Mao Tse Tung once remarked that it takes an intellectual ten years to rejoin the people, but I suppose the time estimate for students would be much shorter. Only yesterday we arrived here children fresh from suburban hothouses, living contradictions cast up by a society which was twisting us as much as those we were being trained to rule. For all God's dangers, our critique of a "Harvard education" will spring again and again from our struggle to become "ordinary" in the most profound sense of the term.
Who among us, after all, wants more than to be able to look back, when someday the touch grows cold, upon oceans of light, upon friends and lovers touched and embraced, upon comrades with whom we have shared honest work, and strangers well-met along the way? We are going to have to take risks to build social contexts for that kind of life--risks in some instances with nearly overwhelming feelings of loss, loneliness, pain, and humility along the way to a deeper joy we have scarcely remember exists, yet never completely forgotten.

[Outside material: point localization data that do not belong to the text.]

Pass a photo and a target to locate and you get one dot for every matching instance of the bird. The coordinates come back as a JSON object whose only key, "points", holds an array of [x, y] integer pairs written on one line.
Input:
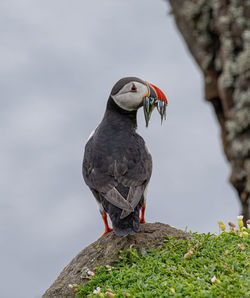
{"points": [[117, 164]]}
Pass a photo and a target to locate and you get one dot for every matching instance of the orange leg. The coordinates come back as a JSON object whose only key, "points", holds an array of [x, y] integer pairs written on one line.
{"points": [[142, 219], [107, 228]]}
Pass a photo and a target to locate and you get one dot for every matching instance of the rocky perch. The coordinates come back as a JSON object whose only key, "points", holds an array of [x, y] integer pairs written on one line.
{"points": [[105, 251]]}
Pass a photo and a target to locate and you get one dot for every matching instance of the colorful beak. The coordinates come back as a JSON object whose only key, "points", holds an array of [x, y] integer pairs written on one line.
{"points": [[154, 98]]}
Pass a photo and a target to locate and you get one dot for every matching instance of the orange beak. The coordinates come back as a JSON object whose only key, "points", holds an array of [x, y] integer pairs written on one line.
{"points": [[154, 98]]}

After all, it is 1976; the country is changing, and we are growing old so young. I think some of ourclassmates have left us because they've found the courage to stop putting a brave face on things, and have brought themselves instead to the touchstones of whatever dreams they still harbor, to see how they live, what has become of them, and whether they may yet "rejoin the people" in themselves.
1. James Baldwain, The Fire Next Time (Dell pb) p. 128.
2. How Harvard Rules, booklet published by the African Research Group during the strike, 1969.
3. Ibid, front cover.
4. Erik Erikson, in Daniel Bell (ed) Toward the Year 2000 (Free Press, 1968) p. 188.
James A. Sleeper is writing his thesis on the socialization of suburban adolescents.